Friday, November 9, 2012

Testing the Theory: Taking Einstein to Primary Schools

The original photograph of the 1919 eclipse wh...
The original photograph of the 1919 eclipse which was claimed to confirm Einstein's theory of general relativity (Photo credit: Wikipedia)
by David Blair, Director, Australian International Gravitational Research Centre at University of Western Australia, The Conversation:

School students today are taught physics based on obsolete theories and outmoded ways of thinking.

Instead of the truth, most learn a naive simplification - the 300 year-old Newtonian physics, itself based on disproved 2,300 year-old Euclidean geometry. But why?

Simply put, the thinking has long been that one can’t learn the truth without first learning the old theories as a foundation.

Only a select few go on and learn the correct theories at university.

But physicists and educators in Western Australia have been putting this theory of science education to the test: they have been bringing the concepts of Einsteinian physics to primary schools.

Naive understanding

Our modern understanding of the universe is based on two theories of physics developed by Einstein - the theory of gravity, called General Relativity and the theory of particle interactions called Quantum Mechanics.

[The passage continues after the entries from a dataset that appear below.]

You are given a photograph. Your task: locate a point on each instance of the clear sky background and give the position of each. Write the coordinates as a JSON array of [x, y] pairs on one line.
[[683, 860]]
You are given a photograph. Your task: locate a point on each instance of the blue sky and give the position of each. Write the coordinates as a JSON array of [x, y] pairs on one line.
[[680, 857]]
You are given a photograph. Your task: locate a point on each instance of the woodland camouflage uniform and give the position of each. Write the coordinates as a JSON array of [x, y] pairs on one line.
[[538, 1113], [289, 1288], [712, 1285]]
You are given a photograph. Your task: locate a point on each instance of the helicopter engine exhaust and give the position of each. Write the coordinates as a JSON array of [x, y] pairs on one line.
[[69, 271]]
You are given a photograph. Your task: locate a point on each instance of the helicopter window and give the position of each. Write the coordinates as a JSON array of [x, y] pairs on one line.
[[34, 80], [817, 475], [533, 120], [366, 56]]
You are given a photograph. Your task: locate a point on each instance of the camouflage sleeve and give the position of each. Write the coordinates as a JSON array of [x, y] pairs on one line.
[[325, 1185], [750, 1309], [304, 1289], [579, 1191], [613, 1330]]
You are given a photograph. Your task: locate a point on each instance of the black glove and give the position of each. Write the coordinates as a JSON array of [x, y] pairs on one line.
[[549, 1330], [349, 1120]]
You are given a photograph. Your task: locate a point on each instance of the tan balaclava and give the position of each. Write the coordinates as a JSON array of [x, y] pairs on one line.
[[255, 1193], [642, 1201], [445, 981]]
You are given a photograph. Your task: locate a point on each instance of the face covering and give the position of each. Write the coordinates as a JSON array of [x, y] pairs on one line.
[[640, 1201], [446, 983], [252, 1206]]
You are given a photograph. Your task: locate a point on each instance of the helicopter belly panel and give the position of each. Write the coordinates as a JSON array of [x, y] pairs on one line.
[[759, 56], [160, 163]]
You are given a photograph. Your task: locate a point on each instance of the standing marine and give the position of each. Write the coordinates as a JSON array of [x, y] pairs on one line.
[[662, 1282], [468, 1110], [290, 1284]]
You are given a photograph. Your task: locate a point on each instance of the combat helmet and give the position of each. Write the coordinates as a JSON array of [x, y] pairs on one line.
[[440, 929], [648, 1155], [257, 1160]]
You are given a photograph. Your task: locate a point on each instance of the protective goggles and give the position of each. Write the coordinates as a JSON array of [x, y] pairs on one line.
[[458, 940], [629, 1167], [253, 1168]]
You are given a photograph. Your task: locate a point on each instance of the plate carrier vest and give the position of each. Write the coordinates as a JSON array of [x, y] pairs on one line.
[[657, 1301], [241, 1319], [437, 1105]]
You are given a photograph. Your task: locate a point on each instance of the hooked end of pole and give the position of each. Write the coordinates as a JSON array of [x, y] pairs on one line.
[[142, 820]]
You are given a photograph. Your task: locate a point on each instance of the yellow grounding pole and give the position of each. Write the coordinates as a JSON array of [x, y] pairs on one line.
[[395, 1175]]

Einsteinian physics is the culmination of centuries of debate. Even though most of us still hold on to Newton’s idea that space, time and matter are independent and separable entities, today physicists know that space, time and matter are all interconnected. We know, too, that Euclidean geometry is wrong, or at least is only an approximation.

A science experiment

A colleague and I set out to discover whether 11 to 12 year-olds could understand these Einsteinian ideas. We explored the history of ideas about space from Pythagoras to Newton to Einstein. We discussed the meaning of a straight line and learnt that the path of a light beam is the only arbiter we have for straightness.

The students drew triangles and traced the paths of parallel lines on balloons. They saw that some of the Euclidean concepts that they had already learnt were only true if space was flat. For example, they found out that the sum of the angles of a triangle is variable depending on its size, and that parallel lines can intersect.

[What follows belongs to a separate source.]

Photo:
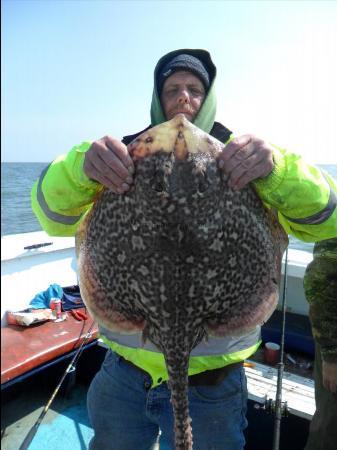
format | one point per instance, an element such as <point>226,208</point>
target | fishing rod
<point>32,432</point>
<point>279,409</point>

Then we went on to study Carl Friedrich Gauss’s unsuccessful experiment to measure the shape of space in Bavaria 200 years ago, then the great Australian eclipse expedition to Wallal Downs Station south of Broome in 1922, where the curved space around the sun was confirmed.

A few sessions later, using simple graphs and Einstein’s assertion that freely falling trajectories are always the shortest paths in spacetime, the children discovered the key Einsteinian prediction that time depends on your height above the ground. They learnt that their GPS navigators only work because the satellites are corrected for this time warp created by Earth.

This work culminated in a play performed by the Year Six students for the School of Physics at the University of Western Australia. The play, called Free Float, was a lighthearted exploration of the ideas of space, time and gravity where the students clearly demonstrated their understanding of Einstein’s concepts.